Is Function-as-a-Service a Good Fit for Latency-Critical Services?

Haoran Qiu, Saurabh Jha, Subho S. Banerjee, Archit Patke, Chen Wang, Hubertus Franke, Zbigniew T. Kalbarczyk, and Ravishankar K. Iyer

WoSC 2021 (Colocated with Middleware 2021)



Abstract

Function-as-a-Service (FaaS) is becoming an increasingly popular cloud-deployment paradigm for serverless computing that frees application developers from managing the infrastructure. At the same time, it allows cloud providers to assert control in workload consolidation, i.e., co-locating multiple containers on the same server, thereby achieving higher server utilization, often at the cost of higher end-to-end function request latency.
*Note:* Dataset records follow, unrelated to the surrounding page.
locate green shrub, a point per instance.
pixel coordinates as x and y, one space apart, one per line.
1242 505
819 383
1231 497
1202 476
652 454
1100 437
Interestingly, a key aspect of serverless latency management has not been well studied: the trade-off between application developers’ latency goals and the FaaS providers’ utilization goals. This paper presents a multi-faceted, measurement-driven study of latency variation in serverless platforms that elucidates this trade-off space. We obtained production measurements by executing FaaS benchmarks on IBM Cloud and a private cloud to study the impact of workload consolidation, queuing delay, and cold starts on the end-to-end function request latency. We draw several conclusions. For example, increasing a container’s allocated memory limit from 128 MB to 256 MB reduces the tail latency by 2x but has 1.75x higher power consumption and 59% lower CPU utilization.